Shock. 2015 May;43(5):497-503. doi: 10.1097/SHK.0000000000000338.
The effect of granulocyte colony-stimulating factor (G-CSF) on sepsis is discussed controversially in clinical studies. We previously demonstrated that G-CSF treatment induced lipopolysaccharide (LPS) sensitization via up-regulation of LPS-binding protein (LBP). We hypothesized that the futile effect of G-CSF-treatment in sepsis might be due to its ability to up-regulate LBP. Therefore, blockade of LBP may attenuate the G-CSF-induced LPS sensitization and protect animals from polymicrobial sepsis. Endogenous LBP levels were up-regulated by pretreatment with G-CSF, and the LBP protein was blocked by administration of a specific blocking peptide-LBPK95A. Polymicrobial sepsis was induced by intraperitoneal injection of feces slurry. Rats were monitored every 3 up to 72 h to observe the survival rate. Tissue injury, bacterial infiltration, local inflammatory response, and neutrophil infiltration at 0, 2, and 12 h after the septic insult were analyzed. The survival benefit of G-CSF pretreatment was improved when combined with LBPK95A treatment (control vs. G-CSF vs. combi: 36% vs. 56% vs. 93%; P < 0.05). Combined treatment of G-CSF and LBPK95A was associated with the minimal tissue damage. Treatment with LBPK95A significantly inhibited the neutrophil infiltration without interfering with the bacterial clearance. The G-CSF-induced inflammatory sensitization effect was inhibited by LBPK95A, indicated by the decrease of cytokines expression, and the activation of nuclear factor kappa B and signal transducer and activator of transcription 3 signaling pathway. In conclusion, these results suggested that the effect of prophylactic augmentation of the host's response via G-CSF pretreatment was further enhanced by inhibition of the up-regulation of LBP.

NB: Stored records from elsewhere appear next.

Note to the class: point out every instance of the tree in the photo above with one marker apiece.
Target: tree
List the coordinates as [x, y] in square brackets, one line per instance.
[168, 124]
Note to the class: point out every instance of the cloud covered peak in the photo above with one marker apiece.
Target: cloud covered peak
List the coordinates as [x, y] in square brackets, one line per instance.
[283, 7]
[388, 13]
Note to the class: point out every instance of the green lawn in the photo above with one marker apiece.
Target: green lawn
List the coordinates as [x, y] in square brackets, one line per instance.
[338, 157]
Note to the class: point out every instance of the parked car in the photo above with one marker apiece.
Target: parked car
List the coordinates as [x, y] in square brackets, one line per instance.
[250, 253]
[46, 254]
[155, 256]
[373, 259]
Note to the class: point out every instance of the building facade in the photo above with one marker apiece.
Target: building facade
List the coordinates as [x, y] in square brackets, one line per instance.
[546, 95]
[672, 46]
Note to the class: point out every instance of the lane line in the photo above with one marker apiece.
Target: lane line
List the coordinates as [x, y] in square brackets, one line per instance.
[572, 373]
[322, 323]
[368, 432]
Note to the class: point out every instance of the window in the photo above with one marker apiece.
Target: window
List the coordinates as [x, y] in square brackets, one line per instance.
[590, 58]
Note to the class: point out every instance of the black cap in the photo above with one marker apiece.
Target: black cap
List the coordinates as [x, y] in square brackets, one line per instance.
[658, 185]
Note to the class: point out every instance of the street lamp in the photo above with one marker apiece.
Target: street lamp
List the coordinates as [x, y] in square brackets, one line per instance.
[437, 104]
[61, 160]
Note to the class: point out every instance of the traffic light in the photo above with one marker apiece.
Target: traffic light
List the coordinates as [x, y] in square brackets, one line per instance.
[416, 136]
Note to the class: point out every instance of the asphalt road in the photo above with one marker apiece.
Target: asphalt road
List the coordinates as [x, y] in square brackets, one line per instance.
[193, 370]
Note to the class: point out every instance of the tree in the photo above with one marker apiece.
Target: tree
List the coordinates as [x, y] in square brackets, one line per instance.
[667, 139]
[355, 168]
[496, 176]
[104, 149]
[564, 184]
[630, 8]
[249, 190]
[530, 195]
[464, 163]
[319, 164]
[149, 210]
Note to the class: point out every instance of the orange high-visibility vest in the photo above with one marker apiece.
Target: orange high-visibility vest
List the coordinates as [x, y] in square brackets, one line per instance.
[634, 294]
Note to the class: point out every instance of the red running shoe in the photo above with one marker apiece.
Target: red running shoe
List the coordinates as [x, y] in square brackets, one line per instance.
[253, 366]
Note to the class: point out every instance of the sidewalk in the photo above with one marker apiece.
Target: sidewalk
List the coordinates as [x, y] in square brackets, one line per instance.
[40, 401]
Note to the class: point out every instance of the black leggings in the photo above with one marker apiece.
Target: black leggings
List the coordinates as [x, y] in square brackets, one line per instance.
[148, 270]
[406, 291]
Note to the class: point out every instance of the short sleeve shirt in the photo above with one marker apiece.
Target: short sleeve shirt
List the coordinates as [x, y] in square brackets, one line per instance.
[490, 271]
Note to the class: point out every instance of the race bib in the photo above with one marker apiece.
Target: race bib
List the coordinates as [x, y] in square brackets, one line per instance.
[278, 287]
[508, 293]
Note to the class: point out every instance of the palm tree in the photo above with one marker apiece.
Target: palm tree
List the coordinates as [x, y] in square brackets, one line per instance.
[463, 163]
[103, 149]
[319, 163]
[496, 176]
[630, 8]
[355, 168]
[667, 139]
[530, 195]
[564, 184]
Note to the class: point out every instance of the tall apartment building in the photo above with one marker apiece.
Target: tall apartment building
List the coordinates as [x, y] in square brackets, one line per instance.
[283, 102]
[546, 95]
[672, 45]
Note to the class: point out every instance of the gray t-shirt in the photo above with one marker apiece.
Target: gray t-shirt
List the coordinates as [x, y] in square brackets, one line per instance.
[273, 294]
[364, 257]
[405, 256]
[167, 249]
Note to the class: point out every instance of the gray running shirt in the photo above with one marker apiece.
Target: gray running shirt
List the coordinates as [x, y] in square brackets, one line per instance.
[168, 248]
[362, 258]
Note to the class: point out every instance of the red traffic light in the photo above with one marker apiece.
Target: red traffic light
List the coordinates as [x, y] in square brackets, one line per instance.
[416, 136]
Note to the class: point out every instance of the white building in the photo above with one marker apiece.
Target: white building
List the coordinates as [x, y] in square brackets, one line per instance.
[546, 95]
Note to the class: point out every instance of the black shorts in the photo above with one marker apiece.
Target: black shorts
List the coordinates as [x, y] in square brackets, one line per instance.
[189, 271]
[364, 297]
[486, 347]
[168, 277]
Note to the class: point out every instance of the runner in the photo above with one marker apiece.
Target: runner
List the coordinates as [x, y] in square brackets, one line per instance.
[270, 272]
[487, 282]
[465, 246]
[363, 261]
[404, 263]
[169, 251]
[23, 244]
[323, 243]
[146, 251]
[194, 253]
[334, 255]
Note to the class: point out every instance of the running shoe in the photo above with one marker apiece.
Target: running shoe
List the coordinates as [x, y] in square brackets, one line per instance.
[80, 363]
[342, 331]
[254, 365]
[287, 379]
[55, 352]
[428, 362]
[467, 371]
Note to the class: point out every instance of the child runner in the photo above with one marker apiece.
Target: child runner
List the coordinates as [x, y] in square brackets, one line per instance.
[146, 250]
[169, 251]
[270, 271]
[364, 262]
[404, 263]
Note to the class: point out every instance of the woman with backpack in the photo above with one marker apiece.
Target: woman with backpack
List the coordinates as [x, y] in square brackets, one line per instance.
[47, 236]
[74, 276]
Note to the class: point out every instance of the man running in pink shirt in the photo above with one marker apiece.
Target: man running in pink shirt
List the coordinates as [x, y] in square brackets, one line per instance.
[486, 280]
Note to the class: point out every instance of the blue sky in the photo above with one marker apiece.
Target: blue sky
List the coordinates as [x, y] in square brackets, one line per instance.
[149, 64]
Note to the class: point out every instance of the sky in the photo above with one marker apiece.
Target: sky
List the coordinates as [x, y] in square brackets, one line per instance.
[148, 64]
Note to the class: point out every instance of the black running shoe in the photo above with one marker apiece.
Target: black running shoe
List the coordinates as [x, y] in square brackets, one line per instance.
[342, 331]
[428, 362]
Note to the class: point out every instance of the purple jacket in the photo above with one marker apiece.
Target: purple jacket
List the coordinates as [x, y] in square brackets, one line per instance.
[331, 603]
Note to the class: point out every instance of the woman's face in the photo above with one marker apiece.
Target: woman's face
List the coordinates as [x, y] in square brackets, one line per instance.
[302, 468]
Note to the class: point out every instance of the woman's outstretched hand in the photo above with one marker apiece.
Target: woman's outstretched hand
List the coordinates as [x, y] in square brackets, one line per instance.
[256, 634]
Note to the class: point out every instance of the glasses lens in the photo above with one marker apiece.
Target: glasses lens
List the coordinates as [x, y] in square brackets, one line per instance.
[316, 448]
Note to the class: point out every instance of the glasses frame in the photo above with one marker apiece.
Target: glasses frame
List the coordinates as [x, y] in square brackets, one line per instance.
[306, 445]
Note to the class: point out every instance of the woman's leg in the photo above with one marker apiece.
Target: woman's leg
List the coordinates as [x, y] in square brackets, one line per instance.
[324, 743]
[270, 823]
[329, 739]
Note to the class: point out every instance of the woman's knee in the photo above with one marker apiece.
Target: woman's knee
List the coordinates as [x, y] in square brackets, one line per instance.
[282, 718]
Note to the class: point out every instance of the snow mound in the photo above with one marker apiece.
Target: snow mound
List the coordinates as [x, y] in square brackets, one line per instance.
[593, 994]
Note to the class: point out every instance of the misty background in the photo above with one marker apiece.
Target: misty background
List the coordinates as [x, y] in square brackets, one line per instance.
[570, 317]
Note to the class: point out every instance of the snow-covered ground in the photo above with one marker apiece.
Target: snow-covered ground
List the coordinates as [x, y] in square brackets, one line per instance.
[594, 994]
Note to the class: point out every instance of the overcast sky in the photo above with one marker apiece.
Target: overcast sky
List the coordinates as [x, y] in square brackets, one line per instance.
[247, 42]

粒细胞集落刺激因子(G-CSF)对脓毒症的影响在临床研究中存在争议。我们之前证明,G-CSF治疗通过上调脂多糖(LPS)结合蛋白(LBP)诱导LPS致敏。我们推测,G-CSF治疗在脓毒症中产生无效作用可能是由于其上调LBP的能力。因此,阻断LBP可能减弱G-CSF诱导的LPS致敏,并保护动物免受多微生物脓毒症的影响。通过G-CSF预处理上调内源性LBP水平,并通过给予特异性阻断肽-LBPK95A来阻断LBP蛋白。通过腹腔注射粪便悬液诱导多微生物脓毒症。每3小时监测大鼠直至72小时,以观察存活率。分析脓毒症攻击后0、2和12小时的组织损伤、细菌浸润、局部炎症反应和中性粒细胞浸润。当与LBPK95A治疗联合使用时,G-CSF预处理的生存益处得到改善(对照组 vs. G-CSF组 vs. 联合治疗组:36% vs. 56% vs. 93%;P < 0.05)。G-CSF和LBPK95A的联合治疗与最小的组织损伤相关。LBPK95A治疗显著抑制中性粒细胞浸润,而不干扰细菌清除。细胞因子表达的降低以及核因子κB和信号转导子及转录激活子3信号通路的激活表明,LBPK95A抑制了G-CSF诱导的炎症致敏作用。总之,这些结果表明,通过抑制LBP的上调,可进一步增强通过G-CSF预处理预防性增强宿主反应的效果。